In a business where scale brings in greater profits, a few multiplexes are faring well despite a sluggish economy.

PVR, one of the largest multiplex operators in the country, has managed to have audiences thronging its halls and has also been able to raise its ticket prices.

Since the ‘buy’ recommendation last August, the stock has run up 45 per cent.

While the company’s business prospects remain quite robust, the stock’s valuation now seems a tad expensive. At ₹514, the PVR stock trades at 20 times its likely per share earnings for 2014-15. Given the good business prospects but high valuation multiple at which the stock trades, investors can retain their holdings. Further exposure can be considered on declines linked to the broader market.

Increase in footfalls, ticket prices and enhanced spend on food and beverages by customers have helped PVR deliver healthy numbers in the past two years.

PVR’s buyout of Cinemax has added to its screen count in lucrative cities such as Mumbai. Cost rationalisation has also helped the company increase profits.

Occupancies in its theatres are steady, and with a slew of mega releases featuring top movie stars set to hit the screen over the next few months, the trend may continue in the next fiscal as well.

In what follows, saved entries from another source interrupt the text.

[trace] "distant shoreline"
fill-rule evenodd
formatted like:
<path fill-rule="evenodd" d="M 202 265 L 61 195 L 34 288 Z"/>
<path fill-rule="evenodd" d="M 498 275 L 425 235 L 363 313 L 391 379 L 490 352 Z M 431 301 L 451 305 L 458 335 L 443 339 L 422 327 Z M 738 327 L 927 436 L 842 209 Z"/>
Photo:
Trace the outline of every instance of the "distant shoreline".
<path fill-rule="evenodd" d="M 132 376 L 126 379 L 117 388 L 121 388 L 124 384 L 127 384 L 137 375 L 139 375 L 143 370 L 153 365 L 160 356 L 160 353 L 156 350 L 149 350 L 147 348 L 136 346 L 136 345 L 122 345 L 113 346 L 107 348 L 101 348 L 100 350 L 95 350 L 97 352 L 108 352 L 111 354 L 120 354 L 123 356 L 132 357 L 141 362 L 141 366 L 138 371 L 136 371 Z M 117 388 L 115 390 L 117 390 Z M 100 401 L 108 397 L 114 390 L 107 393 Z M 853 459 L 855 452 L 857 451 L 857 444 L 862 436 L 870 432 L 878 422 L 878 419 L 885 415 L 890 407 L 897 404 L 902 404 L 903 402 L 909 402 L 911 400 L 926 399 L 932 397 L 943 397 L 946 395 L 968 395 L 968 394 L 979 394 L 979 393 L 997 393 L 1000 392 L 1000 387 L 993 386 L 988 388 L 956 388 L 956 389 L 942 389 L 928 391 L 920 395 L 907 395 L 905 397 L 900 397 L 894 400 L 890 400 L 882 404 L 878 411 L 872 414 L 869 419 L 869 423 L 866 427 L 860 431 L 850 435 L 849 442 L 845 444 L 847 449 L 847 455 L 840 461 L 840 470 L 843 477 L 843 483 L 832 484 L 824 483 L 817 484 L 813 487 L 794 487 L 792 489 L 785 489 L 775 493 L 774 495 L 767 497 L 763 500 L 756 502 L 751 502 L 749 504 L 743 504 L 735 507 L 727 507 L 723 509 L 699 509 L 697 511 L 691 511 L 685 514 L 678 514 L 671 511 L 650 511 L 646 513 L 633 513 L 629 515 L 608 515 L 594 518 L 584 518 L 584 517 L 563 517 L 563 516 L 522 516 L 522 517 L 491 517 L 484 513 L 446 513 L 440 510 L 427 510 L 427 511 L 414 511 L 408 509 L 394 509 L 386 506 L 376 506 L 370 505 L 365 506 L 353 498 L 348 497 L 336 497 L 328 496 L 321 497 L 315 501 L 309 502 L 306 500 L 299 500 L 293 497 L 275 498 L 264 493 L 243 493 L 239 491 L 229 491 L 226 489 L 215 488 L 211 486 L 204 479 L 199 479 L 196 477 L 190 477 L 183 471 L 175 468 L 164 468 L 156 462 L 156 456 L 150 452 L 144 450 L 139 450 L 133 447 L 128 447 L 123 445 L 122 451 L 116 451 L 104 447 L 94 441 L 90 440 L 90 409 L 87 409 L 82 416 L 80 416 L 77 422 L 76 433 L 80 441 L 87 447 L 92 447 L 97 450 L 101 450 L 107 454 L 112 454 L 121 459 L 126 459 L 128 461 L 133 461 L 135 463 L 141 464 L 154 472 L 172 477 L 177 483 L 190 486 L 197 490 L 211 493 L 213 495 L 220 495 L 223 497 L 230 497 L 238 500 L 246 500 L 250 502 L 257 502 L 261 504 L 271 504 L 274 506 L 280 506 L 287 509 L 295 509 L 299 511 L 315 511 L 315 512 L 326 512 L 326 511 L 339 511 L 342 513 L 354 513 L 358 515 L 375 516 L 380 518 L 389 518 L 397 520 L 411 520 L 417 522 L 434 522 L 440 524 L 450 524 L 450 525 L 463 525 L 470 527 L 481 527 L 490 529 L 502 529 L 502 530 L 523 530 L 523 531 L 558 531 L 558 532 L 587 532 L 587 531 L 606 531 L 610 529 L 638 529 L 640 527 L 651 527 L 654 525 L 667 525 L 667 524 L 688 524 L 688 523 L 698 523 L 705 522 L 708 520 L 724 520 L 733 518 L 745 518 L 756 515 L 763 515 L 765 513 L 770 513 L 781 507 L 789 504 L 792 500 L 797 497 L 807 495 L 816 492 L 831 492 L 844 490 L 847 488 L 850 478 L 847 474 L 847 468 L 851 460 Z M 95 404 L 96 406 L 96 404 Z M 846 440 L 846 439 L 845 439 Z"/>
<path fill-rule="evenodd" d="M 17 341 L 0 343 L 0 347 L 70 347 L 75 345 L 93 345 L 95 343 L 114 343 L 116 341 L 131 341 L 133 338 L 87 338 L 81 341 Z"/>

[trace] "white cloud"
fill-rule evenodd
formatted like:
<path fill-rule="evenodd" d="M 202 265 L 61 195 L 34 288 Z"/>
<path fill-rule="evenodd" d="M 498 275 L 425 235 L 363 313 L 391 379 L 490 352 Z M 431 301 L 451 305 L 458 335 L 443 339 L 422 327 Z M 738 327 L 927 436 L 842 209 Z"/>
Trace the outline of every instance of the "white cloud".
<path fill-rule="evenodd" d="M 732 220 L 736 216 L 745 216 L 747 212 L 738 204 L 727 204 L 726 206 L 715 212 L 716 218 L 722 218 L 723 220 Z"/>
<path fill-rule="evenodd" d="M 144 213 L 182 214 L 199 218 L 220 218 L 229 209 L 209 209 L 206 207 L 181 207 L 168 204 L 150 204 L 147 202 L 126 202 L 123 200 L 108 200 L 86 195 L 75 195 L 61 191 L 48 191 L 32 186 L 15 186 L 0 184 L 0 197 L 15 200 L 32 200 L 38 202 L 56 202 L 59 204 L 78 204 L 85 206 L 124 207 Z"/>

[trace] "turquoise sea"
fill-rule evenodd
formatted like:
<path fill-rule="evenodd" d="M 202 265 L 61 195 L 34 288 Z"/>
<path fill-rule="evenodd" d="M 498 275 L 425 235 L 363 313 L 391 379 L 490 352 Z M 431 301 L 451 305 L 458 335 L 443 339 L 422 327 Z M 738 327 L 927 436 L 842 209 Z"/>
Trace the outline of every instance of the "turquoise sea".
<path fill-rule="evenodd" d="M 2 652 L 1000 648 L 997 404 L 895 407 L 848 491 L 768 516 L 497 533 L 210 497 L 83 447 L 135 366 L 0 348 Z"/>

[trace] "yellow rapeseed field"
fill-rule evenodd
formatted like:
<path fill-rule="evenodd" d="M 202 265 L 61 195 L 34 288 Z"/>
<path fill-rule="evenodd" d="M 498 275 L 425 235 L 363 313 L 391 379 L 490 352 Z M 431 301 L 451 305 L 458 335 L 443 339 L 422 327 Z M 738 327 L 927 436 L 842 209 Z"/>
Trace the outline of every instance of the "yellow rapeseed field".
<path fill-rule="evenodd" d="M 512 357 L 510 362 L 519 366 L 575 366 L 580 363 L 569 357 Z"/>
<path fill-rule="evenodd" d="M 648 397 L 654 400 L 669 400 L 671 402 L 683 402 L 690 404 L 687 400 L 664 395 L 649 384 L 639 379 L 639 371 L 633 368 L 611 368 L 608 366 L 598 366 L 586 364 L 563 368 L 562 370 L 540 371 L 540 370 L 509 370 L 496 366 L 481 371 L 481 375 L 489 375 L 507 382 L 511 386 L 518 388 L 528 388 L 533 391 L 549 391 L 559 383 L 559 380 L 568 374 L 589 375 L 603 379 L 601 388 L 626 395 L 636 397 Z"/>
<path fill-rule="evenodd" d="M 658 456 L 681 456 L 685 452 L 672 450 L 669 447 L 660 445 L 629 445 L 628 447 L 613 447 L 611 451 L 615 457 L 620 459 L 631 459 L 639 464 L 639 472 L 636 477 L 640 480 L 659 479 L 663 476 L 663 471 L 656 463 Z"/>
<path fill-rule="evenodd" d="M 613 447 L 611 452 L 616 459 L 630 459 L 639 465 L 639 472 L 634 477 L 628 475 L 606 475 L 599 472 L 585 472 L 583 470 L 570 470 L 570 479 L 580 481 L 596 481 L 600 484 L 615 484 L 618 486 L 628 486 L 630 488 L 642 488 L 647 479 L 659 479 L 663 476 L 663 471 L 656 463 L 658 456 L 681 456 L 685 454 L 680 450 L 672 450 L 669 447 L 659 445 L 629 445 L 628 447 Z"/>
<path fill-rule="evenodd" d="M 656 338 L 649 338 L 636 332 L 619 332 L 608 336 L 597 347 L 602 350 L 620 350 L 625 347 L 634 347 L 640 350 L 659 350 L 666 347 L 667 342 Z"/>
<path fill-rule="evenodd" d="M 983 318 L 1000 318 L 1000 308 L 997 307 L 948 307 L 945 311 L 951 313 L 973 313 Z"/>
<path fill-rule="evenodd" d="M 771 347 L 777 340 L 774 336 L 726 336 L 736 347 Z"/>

Advertising revenues too have improved.

In the first nine months of 2013-14, PVR’s revenues grew 82 per cent over the previous fiscal to ₹1,044 crore, while net profit rose 69 per cent to ₹55 crore.

Dual strength

PVR and Cinemax together have presence in 39 cities with a total screen count of 408.

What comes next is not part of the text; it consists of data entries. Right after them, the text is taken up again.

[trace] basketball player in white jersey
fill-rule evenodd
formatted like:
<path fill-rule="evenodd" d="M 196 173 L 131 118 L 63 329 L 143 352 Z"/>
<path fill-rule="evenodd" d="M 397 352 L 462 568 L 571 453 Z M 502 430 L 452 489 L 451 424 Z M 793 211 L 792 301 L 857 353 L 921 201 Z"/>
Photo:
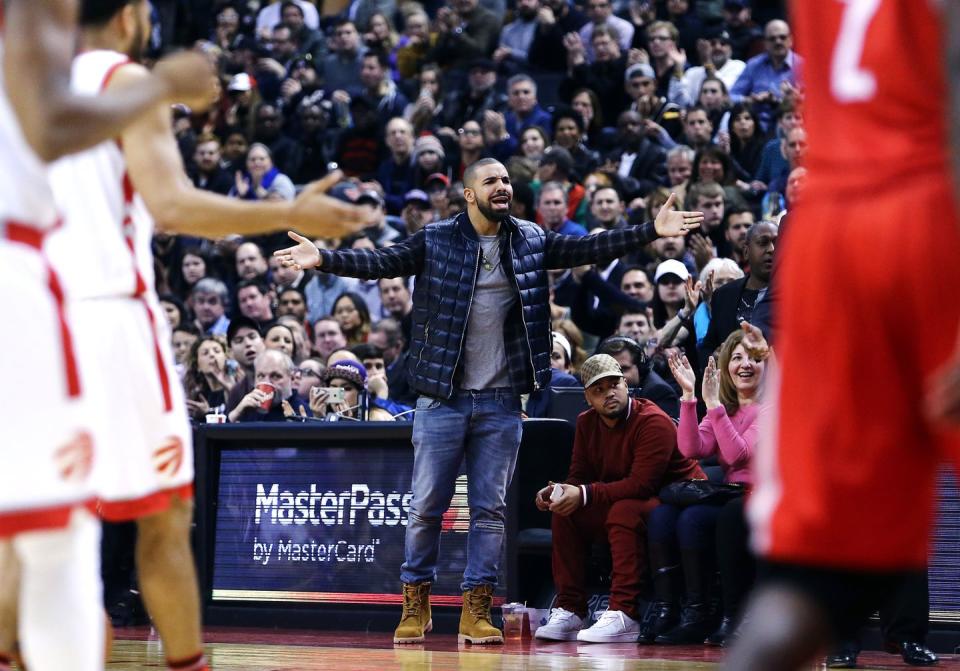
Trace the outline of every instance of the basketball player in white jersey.
<path fill-rule="evenodd" d="M 34 671 L 103 668 L 99 525 L 84 508 L 97 450 L 81 415 L 63 286 L 44 254 L 59 220 L 46 162 L 102 142 L 158 103 L 202 107 L 214 92 L 209 64 L 182 55 L 136 87 L 72 94 L 76 9 L 75 0 L 0 4 L 0 372 L 9 381 L 0 388 L 0 582 L 19 597 Z M 50 384 L 42 398 L 25 384 L 35 379 Z M 0 652 L 14 619 L 0 622 Z M 0 669 L 9 665 L 0 654 Z"/>
<path fill-rule="evenodd" d="M 78 94 L 122 91 L 149 77 L 138 64 L 150 34 L 146 0 L 83 0 Z M 104 459 L 94 469 L 104 519 L 138 522 L 141 594 L 170 669 L 207 668 L 189 544 L 193 451 L 186 404 L 154 291 L 154 220 L 168 233 L 215 237 L 291 225 L 333 237 L 369 225 L 360 208 L 308 187 L 293 203 L 243 201 L 195 189 L 187 179 L 169 106 L 116 140 L 51 168 L 65 225 L 50 254 L 67 279 L 91 429 Z M 152 216 L 151 216 L 152 215 Z"/>

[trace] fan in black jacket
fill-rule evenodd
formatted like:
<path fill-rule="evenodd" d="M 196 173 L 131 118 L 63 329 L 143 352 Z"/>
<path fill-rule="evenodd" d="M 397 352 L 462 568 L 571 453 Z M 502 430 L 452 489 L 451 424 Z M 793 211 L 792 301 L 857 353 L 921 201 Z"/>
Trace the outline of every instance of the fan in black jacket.
<path fill-rule="evenodd" d="M 620 114 L 615 146 L 604 159 L 613 164 L 614 172 L 630 161 L 627 175 L 636 180 L 636 195 L 645 196 L 666 182 L 667 153 L 643 135 L 643 119 L 638 112 Z"/>
<path fill-rule="evenodd" d="M 727 336 L 740 328 L 740 322 L 752 322 L 754 307 L 761 302 L 770 284 L 777 235 L 777 225 L 770 221 L 754 224 L 747 233 L 750 274 L 713 292 L 710 326 L 700 346 L 701 362 L 707 361 Z"/>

While PVR is strong in the northern parts of the country, especially in the lucrative Delhi-NCR region, Cinemax is a key player in the western states, including the large market of Mumbai. The synergies thus are significant. After its acquisition of Cinemax, PVR, by capitalising on its superior brand image, has been able to drive up the former’s ticket prices steadily.

Besides, the company has been able to increase pricing of its tickets substantially over the past one year. The average ticket price (ATP) for the consolidated entity has risen over 4 per cent in the past one year to ₹175. Spends on food and beverages per head have increased more than 15 per cent to about ₹54 currently.

By sourcing goods as a combined entity, the company has also been able to derive cost benefits, thanks to increased scale. Advertising, which accounts for a tenth of the total revenues, has grown at a healthy 38 per cent in the nine months of this fiscal compared to the same period last year.

Occupancies steady

The occupancies, though reasonably good, were not top notch as there were not many mega releases during much of 2013. Also, many films failed at the box office. While Chennai Express, Ram Leela, Krrish 3 and Dhoom 3 clicked, R…Rajkumar , Boss and Bullet Raja failed to set the box office counters ringing.

Over the next one year, many Hindi as well as regional language movies featuring top stars such as Rajnikanth ( Kochadaiyaan ) are expected to release. This should help occupancies. Recent hits such as Queen and Shaadi Ke Side Effects too may work in bringing in the audience and revenues.

Risks

Content risk is a big challenge that multiplexes such as PVR face, as their fortunes tend to gyrate with the success or failure of films that are screened. This is especially so with films that the company co-produces.

To hedge against content risk, producers are increasingly pre-selling satellite rights to direct-to-home providers, thanks to this medium’s rapidly increasing penetration. This could turn away potential audiences from cinema screens.